When I was young, I remember how my mother would tell my sister and I not to play with our food. Typically, this happened during meal times and my parents felt strongly about it simply because its culturally impolite to do this during mealtimes and when we are supposed to be EATING the food before us. However, this statement is being brought to light within the classroom environment as most of our sensory play curriculum consists of foodstuff. Here are some things to consider before we decide if we should be pro- or anti- food products in our ECE curriculum…
What is ‘food’?
First, let us take a minute to define ‘food’. According to Wikipedia, food is “any substance consumed to provide nutritional support for the body… is usually of plant or animal origin, and contains essential nutrients, such as carbohydrates, fats, proteins, vitamins, or minerals” (http://en.wikipedia.org/wiki/Food). Likewise, Dictionary.com also adds that food is meant to “promote growth” (http://dictionary.reference.com/browse/food).
With this in mind, anything edible, which helps us grow and is nutritious, is considered as food.
Early Childhood Education
As teachers, we all understand that children learn in ways that are different from adults. Young children explore through their senses, through active, hands-on activities and through movement, which forms the foundation for future abstract thinking/learning (and we know this from the research and works of Piaget, Montessori, Dewey, Smilansky). Children are born with the innate ability to learn about the world that they live in and our goal is to provide them with a stimulating, inviting, developmentally appropriate, safe and conducive environment to explore and experiment, free from imposed objectives or agendas.

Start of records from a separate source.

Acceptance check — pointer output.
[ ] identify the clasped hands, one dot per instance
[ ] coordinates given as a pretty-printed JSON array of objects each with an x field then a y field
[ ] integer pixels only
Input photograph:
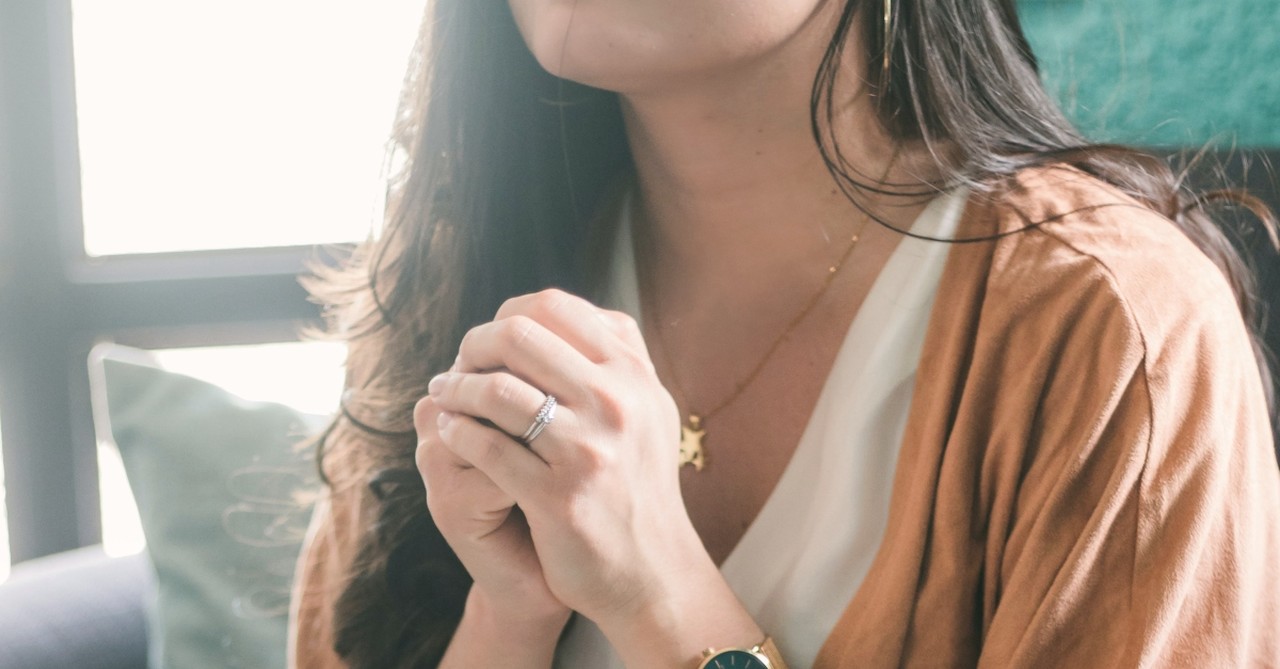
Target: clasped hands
[{"x": 589, "y": 516}]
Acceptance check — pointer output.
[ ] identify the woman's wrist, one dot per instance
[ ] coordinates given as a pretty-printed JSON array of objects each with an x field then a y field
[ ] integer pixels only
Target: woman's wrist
[
  {"x": 490, "y": 635},
  {"x": 694, "y": 612}
]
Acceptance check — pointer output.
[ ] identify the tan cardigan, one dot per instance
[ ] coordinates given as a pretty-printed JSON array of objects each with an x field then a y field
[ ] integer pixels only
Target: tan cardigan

These underlying principals guide us when we make decisions about early childhood education and more so when we have to plan classroom activities/curriculum for our students.
A teacher/parent’s role is multifaceted and full of challenges. In addition to that, we also have to play a part in being responsible people in our attempts to find sustainable ways to preserve our world that we live in. We can do this by developing the awareness about different ways to use our resources so that we are not wasteful.

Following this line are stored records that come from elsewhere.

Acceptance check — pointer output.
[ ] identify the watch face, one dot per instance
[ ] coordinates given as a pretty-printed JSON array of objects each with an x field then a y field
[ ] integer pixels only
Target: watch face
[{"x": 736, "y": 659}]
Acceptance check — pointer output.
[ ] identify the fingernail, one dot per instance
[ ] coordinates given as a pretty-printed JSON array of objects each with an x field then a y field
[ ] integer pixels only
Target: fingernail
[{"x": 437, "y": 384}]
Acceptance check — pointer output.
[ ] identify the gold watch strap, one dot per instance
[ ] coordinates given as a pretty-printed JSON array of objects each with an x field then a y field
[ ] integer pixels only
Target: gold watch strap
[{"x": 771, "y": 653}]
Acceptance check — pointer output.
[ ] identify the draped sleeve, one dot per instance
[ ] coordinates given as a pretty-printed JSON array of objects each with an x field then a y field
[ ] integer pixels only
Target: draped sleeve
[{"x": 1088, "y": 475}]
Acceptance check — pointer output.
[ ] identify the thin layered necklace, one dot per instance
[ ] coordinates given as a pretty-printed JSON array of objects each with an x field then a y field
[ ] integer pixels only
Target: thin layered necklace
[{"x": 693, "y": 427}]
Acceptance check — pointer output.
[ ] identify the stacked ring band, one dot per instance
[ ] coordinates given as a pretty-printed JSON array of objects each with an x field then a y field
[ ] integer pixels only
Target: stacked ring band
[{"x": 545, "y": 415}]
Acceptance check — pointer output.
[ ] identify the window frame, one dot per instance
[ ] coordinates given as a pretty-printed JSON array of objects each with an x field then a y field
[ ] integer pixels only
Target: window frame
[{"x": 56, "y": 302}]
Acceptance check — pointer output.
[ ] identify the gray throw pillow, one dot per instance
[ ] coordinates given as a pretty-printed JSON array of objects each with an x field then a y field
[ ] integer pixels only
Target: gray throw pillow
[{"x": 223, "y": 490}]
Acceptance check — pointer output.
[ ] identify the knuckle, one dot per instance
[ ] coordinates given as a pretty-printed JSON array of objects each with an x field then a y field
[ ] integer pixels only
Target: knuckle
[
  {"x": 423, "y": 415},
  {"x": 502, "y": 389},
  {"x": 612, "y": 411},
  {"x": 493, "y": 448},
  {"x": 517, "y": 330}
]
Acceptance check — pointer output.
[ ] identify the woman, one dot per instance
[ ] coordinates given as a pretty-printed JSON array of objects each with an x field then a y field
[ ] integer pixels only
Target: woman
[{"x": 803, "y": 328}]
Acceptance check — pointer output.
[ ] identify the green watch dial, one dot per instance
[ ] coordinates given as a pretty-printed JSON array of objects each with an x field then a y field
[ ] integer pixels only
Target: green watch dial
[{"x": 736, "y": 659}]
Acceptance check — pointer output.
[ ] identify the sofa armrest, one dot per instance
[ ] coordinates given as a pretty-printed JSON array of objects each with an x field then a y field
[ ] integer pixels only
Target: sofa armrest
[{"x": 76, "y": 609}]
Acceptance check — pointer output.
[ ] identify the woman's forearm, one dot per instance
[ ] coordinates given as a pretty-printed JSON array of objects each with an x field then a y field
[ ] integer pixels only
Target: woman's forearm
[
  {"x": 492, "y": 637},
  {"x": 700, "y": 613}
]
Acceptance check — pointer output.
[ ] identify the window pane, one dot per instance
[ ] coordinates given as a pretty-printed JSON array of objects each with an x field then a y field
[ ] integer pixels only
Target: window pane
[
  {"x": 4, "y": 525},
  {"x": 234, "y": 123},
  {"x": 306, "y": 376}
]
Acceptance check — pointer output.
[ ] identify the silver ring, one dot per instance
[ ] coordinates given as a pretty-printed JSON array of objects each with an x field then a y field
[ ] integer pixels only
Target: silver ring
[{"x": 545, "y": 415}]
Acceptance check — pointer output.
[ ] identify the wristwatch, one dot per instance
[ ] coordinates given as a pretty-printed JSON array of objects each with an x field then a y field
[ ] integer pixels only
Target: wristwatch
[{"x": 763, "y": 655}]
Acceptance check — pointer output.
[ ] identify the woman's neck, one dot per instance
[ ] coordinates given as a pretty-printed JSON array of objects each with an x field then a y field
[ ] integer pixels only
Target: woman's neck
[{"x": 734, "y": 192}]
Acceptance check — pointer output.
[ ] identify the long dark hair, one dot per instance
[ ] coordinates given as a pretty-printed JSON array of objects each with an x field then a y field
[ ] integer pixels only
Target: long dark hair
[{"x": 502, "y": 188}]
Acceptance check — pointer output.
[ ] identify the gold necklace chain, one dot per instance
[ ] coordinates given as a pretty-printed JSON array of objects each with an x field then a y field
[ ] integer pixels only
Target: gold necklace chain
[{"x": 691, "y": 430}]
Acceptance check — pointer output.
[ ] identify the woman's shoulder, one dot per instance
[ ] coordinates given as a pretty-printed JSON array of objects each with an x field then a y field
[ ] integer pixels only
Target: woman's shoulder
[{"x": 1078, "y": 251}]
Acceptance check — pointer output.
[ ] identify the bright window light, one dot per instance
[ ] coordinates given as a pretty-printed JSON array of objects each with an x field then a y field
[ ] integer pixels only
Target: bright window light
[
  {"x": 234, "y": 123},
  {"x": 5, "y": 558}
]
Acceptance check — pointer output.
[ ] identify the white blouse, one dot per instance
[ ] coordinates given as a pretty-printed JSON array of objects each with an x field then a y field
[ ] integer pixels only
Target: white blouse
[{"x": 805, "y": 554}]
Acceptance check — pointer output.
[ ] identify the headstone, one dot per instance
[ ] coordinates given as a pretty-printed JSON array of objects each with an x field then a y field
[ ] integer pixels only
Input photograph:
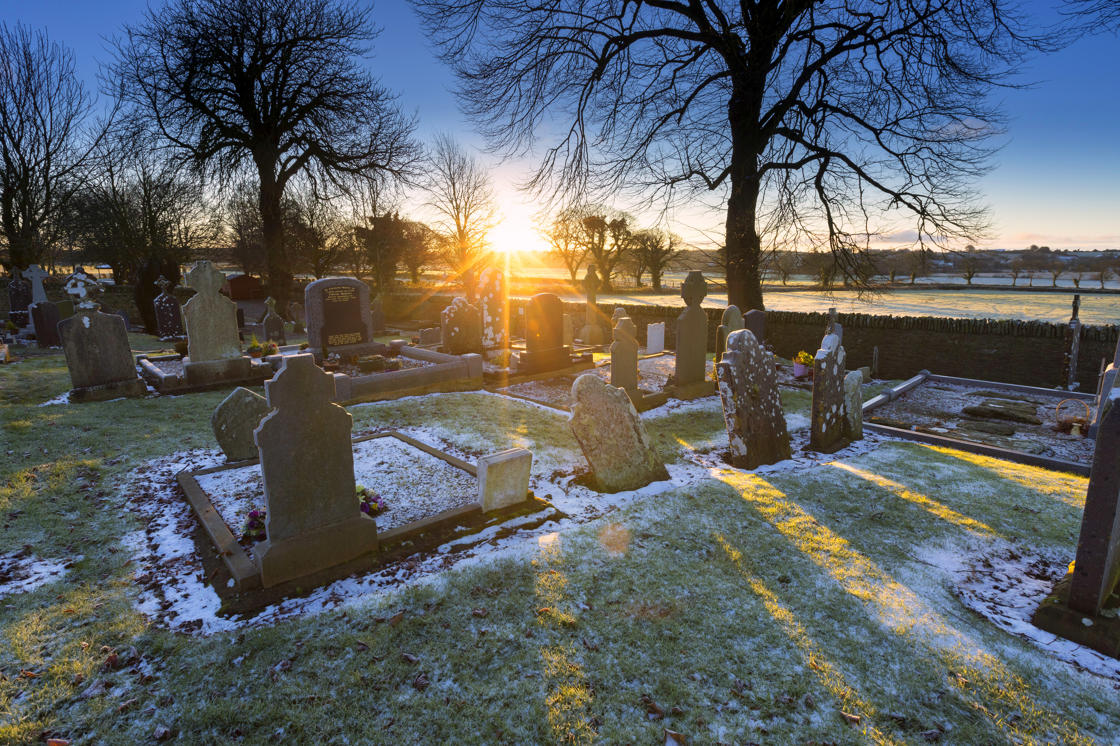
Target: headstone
[
  {"x": 338, "y": 315},
  {"x": 752, "y": 402},
  {"x": 503, "y": 478},
  {"x": 828, "y": 404},
  {"x": 1097, "y": 567},
  {"x": 593, "y": 323},
  {"x": 655, "y": 338},
  {"x": 494, "y": 300},
  {"x": 624, "y": 355},
  {"x": 692, "y": 333},
  {"x": 168, "y": 313},
  {"x": 273, "y": 324},
  {"x": 234, "y": 421},
  {"x": 612, "y": 436},
  {"x": 544, "y": 348},
  {"x": 45, "y": 319},
  {"x": 731, "y": 320},
  {"x": 307, "y": 463},
  {"x": 462, "y": 328}
]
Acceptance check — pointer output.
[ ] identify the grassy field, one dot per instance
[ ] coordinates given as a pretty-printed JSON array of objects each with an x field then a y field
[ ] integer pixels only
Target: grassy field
[{"x": 818, "y": 600}]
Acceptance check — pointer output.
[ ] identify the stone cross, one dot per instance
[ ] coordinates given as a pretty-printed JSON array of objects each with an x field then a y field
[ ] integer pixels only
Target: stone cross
[
  {"x": 828, "y": 403},
  {"x": 612, "y": 436},
  {"x": 307, "y": 463},
  {"x": 624, "y": 355},
  {"x": 692, "y": 332},
  {"x": 752, "y": 402}
]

So going back to the topic in question, instead of deciding about whether or not to use foodstuff in our home or classroom activities, I urge you to think about how you can create a more sustainable classroom environment which shows appreciation for everything that we have, edible or not. Here are some things we can think about when preparing activities for young children:
1. Before you embark on an activity, think about using the things that you have BEFORE buying new things,
2. Before you use anything (especially disposable items), think about how you can reuse it later in similar or different ways so that you can get the most out of it,
3. Before you throw anything away, think about how you can reuse, reduce or recycle it.
4. If you are going to use organic items (like foodstuff, which, by definition, is just about anything edible), think about how it can be eaten eventually,
5. If you are going to buy something inedible, look for things, which you can use in different ways and for different purposes so that you can maximize its use.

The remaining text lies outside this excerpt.